"Ninja Warrior" Robot
The bot's lower chassis prior to telemetry install
Introduction
This project was a term-long group project for a course I took at Oregon State titled "ME 382: Introduction to Design". The premise of the course was to teach and develop engineering project management skills. The project involved collection of customer requirements, working through a House of Quality, crowdsourcing concepts and ideas, forming Decision Matrices, and culminating all team decisions into a final design. The course also guided teams through the FMEA process, and the use of DFM/DFA principles in their designs. The robot was initially prototyped as a group of subsystems, then assembled, tested, revised, and tested once more. Once the robot was deemed "ready" by the team and the coaching staff, it was entered into an "American Ninja Warrior"-style obstacle course, in competition with the other teams and their machines. The course was an entertaining and collaborative introduction to project management and working as part of a design team, and as a result of the project's time-intensive nature I formed lasting friendships with my teammates as well.
Top left: tentative wheel and suspension prototype. Bottom left: CAD model of the bot's upper swingarm.

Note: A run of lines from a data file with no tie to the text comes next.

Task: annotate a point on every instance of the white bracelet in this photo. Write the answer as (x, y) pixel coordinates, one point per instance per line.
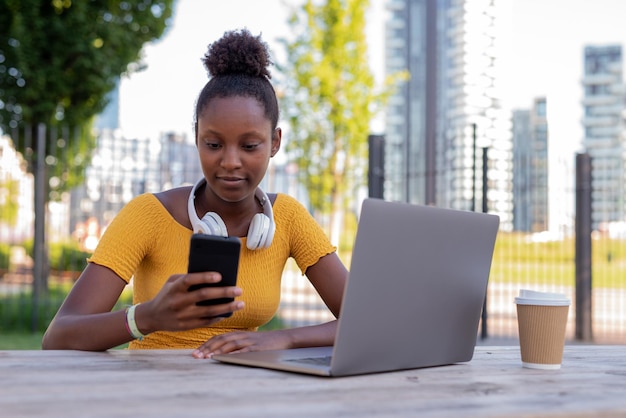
(132, 325)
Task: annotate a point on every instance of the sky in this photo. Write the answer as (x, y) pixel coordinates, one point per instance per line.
(547, 38)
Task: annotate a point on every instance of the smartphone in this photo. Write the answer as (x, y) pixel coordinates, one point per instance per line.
(215, 253)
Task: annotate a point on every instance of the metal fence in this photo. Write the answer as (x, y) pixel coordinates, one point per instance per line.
(73, 222)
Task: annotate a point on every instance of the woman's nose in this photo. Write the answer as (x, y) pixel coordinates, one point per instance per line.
(230, 158)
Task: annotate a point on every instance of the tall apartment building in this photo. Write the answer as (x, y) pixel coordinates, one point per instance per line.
(454, 52)
(604, 122)
(530, 168)
(122, 168)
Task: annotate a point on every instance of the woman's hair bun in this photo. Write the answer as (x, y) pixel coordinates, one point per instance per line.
(238, 52)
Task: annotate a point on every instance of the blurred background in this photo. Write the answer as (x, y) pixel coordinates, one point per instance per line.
(512, 107)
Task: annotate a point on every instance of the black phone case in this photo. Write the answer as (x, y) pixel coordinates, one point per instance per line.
(215, 253)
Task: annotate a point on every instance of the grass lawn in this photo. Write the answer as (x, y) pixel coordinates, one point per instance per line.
(20, 340)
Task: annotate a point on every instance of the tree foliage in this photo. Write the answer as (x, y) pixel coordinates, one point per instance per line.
(329, 99)
(58, 61)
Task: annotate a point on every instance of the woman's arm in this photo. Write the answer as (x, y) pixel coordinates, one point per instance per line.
(85, 320)
(328, 276)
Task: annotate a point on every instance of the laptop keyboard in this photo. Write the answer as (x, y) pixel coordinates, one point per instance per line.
(317, 361)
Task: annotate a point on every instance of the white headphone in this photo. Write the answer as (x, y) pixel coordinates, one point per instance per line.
(262, 227)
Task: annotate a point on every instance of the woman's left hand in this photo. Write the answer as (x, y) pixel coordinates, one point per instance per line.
(240, 341)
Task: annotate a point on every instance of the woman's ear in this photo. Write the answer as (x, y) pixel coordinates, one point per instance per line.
(276, 138)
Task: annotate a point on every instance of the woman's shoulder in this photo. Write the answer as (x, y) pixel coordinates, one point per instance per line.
(284, 201)
(175, 202)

Above: Telemetry prototype validation on test bench.
Developing a robot from scratch presented many challenges, but was foremost an excellent exercise in team problem-solving. Besides learning soft skills that aligned with the project, all members of our team got a chance to practice our machining skills too, as we produced many of the robot's components by hand. I personally designed and machined our robot's upper swingarm hinge, which was intended to support the full weight of the robot and house a servo which would actuate the arm. Photos of this process are included below!
CAD model of swingarm hinge
Machining the part
Final result!
Outcome & Conclusion
Our robot performed fairly well in competition, considering the extreme difficulty of the obstacle course. Along with most of the competing robots, ours was able to traverse all obstacles except the "boss level": crossing an open-air gap while hanging and propelling itself along a steel bar. Regardless, it was considered a major success to make it to competition with a working robot at all (given our time and resource constraints), so our team was still very happy with the end result! Below is the final CAD model, and a photo depicting the final assembled robot. At the bottom of this page is my team's final "Technical Portfolio Entry" report, submitted at the end of the course following the Ninja Warrior competition. Although arduous, this project was easily one of the highlights of my college education. Thank you for reading!
Final CAD assembly (pre-competition and assembly)
Final assembled/competition-ready robot!